Иногда обед походил на пикник, иногда это бывала только игра в обед, как играют дети, иногда же – сверкающее великолепие трапез, холодных, как парижский рассвет, в одном из больших баров на левом берегу Сены. Товарищи мои в этот период жизни были не богаче меня. В голодные дни мы пробирались на лестницы в соседние дома и питались булками и молоком, которые поставщики оставляли по утрам на каждой площадке у дверей квартир. У некоторых из нас был такой прекрасный аппетит, что им, чтобы насытиться, приходилось обходить все этажи. И быстро же надо было уметь бегать, чтобы не быть застигнутыми на месте преступления! Я взбирался и спускался по лестницам не хуже моих товарищей. Это был своего рода спорт, – и теперь, когда я думаю об этом, я нахожу, что он предохранил нас от тучности…

Да будут благословенны эти упражнения, развивавшие быстроту ног и фантазии – и вместе с тем насыщавшие желудки поэтов! Ибо все мы, разумеется, были поэты, – стихотворцы или прозаики, но – поэты! Кто же не был поэтом в том возрасте, когда память о Франсуа Вийоне окружает ореолом современную богему? Этот ореол, это сияние озаряло небо наших бессонных ночей, как бы сливаясь с бледным рассветом, подымавшимся из-за высоких домов. Иначе мы не были бы так сильны, так горды своим призванием. Как сладко вспоминать… С каким умилением вызываешь из мрака прошедшего для себя самого и для нескольких друзей этот хмель молодости, это упоение и трудом и радостью в 20 лет.

Из комнаты, где я пишу эти строки, я вижу окаймляющие Сену набережные, где мы бродили тогда; Новый мост, через который мы постоянно возвращались с Монмартра; начало улицы Дофины. Сквозь ветви отсвечивает вода… Вся эта картина кажется теперь призрачной, чуждой… Никто не проходит мимо дремлющих фасадов домов.
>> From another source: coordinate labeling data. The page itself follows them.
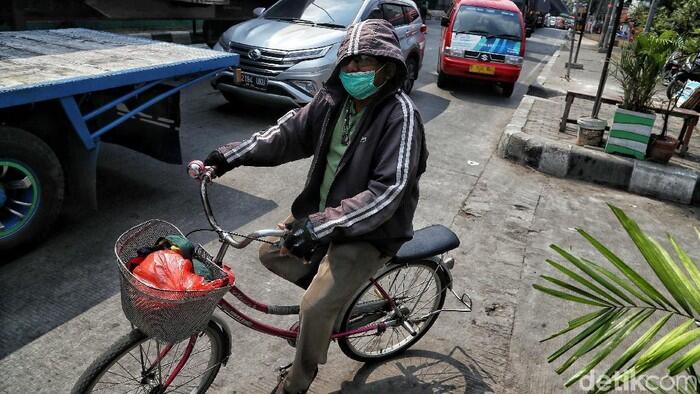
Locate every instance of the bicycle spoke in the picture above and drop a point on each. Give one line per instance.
(416, 290)
(203, 372)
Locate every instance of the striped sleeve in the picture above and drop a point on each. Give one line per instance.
(396, 169)
(289, 139)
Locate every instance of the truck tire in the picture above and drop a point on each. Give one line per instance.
(31, 189)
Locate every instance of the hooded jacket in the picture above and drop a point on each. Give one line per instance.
(375, 191)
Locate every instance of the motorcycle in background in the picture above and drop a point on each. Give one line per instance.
(689, 71)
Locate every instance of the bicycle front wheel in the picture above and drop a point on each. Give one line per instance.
(131, 365)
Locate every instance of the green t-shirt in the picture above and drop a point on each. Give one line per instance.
(337, 148)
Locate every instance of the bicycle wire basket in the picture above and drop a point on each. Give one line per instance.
(167, 315)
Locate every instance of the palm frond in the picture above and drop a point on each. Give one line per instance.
(624, 303)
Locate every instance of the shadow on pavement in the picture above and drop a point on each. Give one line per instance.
(429, 105)
(421, 371)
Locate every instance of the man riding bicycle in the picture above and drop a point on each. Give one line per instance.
(361, 193)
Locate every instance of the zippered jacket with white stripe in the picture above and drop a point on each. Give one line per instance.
(375, 191)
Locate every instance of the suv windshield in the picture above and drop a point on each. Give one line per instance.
(331, 13)
(488, 22)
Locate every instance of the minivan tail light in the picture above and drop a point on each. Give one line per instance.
(517, 60)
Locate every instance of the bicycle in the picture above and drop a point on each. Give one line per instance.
(181, 348)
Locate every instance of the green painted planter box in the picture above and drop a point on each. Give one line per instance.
(630, 133)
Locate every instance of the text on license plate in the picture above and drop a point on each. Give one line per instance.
(253, 81)
(481, 69)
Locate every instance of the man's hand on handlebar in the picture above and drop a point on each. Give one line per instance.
(198, 170)
(218, 162)
(300, 240)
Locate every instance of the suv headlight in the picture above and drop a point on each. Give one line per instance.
(307, 54)
(517, 60)
(307, 86)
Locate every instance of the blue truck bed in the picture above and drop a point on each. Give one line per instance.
(105, 87)
(47, 64)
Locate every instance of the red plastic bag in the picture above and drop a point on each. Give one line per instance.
(168, 270)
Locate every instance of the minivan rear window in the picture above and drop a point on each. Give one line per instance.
(487, 22)
(324, 12)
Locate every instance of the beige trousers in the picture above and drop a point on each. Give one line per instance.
(343, 270)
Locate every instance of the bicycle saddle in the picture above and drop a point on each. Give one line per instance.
(427, 242)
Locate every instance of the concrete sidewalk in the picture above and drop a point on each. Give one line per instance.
(533, 137)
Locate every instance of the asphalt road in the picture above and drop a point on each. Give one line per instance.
(74, 270)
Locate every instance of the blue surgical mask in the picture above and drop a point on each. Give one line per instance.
(360, 85)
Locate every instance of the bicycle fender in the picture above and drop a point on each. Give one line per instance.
(445, 270)
(220, 323)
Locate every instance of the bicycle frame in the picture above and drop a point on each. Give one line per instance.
(225, 238)
(256, 325)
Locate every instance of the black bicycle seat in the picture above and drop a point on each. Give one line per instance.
(427, 242)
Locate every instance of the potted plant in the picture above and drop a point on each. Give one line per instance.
(638, 70)
(662, 146)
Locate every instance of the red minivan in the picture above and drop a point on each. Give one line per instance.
(482, 39)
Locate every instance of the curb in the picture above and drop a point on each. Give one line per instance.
(570, 161)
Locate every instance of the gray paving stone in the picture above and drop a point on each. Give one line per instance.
(555, 160)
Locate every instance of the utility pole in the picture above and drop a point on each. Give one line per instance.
(608, 54)
(612, 27)
(606, 22)
(584, 22)
(652, 14)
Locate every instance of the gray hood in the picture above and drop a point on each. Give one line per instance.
(272, 34)
(375, 37)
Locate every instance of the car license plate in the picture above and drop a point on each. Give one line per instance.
(253, 81)
(481, 69)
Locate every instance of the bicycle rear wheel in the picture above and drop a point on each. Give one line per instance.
(130, 365)
(417, 287)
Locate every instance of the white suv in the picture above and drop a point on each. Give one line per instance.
(290, 49)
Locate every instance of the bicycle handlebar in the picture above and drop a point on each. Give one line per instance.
(197, 170)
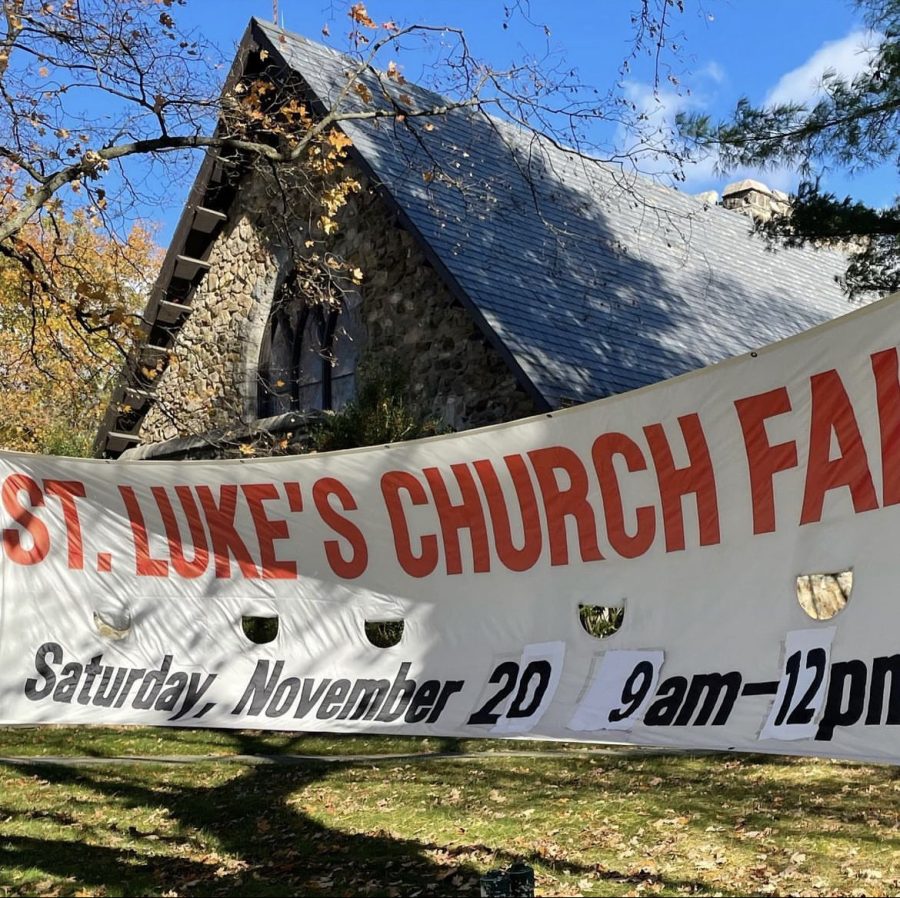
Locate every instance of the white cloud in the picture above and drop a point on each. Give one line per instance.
(847, 57)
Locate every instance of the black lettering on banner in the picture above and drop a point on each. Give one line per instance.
(633, 695)
(508, 671)
(802, 686)
(528, 684)
(619, 691)
(802, 712)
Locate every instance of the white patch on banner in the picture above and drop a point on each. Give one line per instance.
(802, 687)
(620, 693)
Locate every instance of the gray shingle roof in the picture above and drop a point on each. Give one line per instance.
(595, 281)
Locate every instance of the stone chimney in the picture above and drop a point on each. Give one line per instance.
(755, 199)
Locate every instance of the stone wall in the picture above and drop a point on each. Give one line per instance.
(410, 320)
(206, 385)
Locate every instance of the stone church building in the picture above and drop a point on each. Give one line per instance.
(504, 275)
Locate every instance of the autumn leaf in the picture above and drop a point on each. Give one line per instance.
(338, 139)
(394, 72)
(359, 14)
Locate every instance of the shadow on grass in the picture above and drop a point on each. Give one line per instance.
(250, 836)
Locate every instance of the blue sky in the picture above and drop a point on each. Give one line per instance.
(764, 49)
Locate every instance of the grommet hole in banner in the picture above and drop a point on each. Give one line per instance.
(600, 621)
(384, 634)
(112, 623)
(259, 629)
(822, 596)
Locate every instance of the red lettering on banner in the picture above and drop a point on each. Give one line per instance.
(515, 559)
(675, 483)
(67, 491)
(226, 541)
(603, 451)
(467, 515)
(764, 460)
(833, 413)
(560, 503)
(268, 530)
(392, 483)
(37, 531)
(145, 564)
(887, 386)
(352, 567)
(200, 561)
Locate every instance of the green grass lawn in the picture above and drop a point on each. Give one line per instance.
(612, 824)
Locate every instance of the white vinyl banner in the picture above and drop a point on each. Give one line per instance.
(694, 505)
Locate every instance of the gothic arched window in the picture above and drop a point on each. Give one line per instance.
(309, 355)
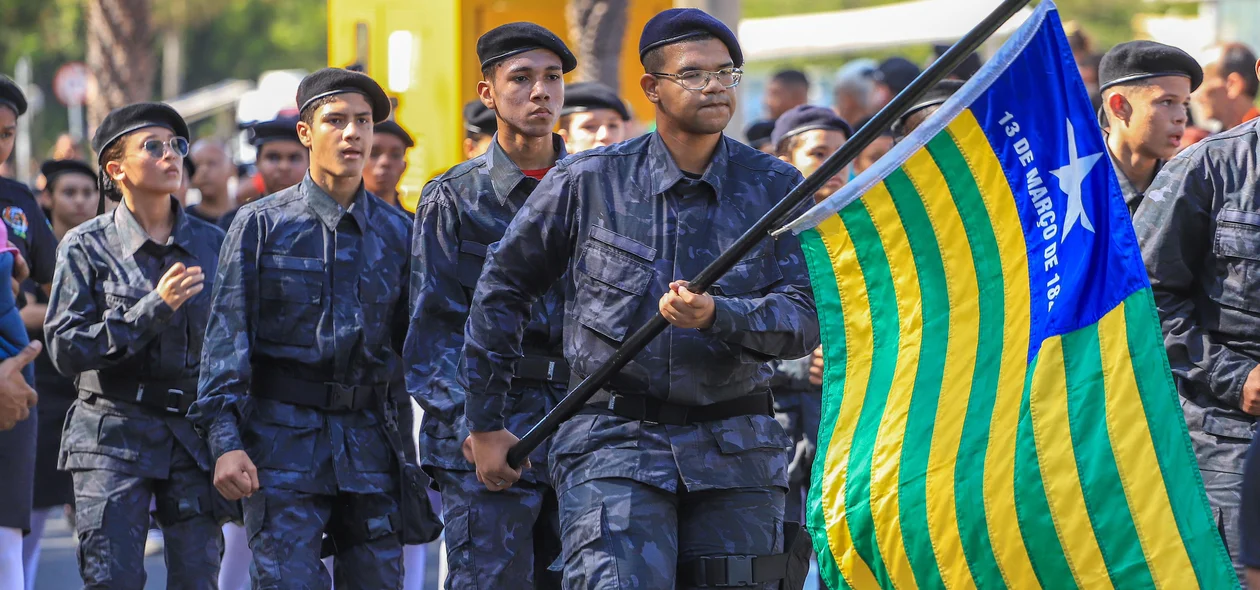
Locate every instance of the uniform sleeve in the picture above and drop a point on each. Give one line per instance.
(439, 309)
(223, 387)
(1174, 237)
(784, 323)
(42, 246)
(83, 337)
(521, 267)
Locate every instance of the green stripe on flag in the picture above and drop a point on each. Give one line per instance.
(883, 361)
(1095, 462)
(1036, 523)
(969, 469)
(827, 298)
(927, 380)
(1168, 434)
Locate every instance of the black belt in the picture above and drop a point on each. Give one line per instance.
(329, 397)
(174, 396)
(542, 368)
(657, 411)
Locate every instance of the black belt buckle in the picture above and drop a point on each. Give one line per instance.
(340, 396)
(737, 567)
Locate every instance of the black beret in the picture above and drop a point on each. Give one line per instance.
(132, 117)
(337, 81)
(52, 169)
(677, 25)
(478, 119)
(11, 96)
(936, 95)
(808, 117)
(759, 133)
(280, 129)
(589, 96)
(1140, 59)
(391, 127)
(505, 40)
(965, 69)
(897, 73)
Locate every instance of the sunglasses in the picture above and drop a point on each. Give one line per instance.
(158, 148)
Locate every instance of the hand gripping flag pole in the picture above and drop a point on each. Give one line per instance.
(778, 216)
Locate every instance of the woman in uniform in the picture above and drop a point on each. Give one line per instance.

Я напрягаю зрение, чтобы убедиться, не мелькнет ли какой-нибудь след моего прошлого, но ничто непосредственно не напоминает мне о нем. Боже! Сколько воды протекло под этим мостом с тех пор, как мы были молоды! Сколько хмурых рассветов, сколько дней, недель, сколько лет и зим пролетело с тех пор!

 
Река подобна моей скорби:
Она струится и не иссякает,
 

– пел Аполлинэр.

Но Гильома Аполлинэра нет больше в живых. Умер Жан Пеллерен. Умер Андрэ дю-Фрэнуа, который жил на набережной де-Гранз’-Огюстэн; переселился куда-то Клодиен.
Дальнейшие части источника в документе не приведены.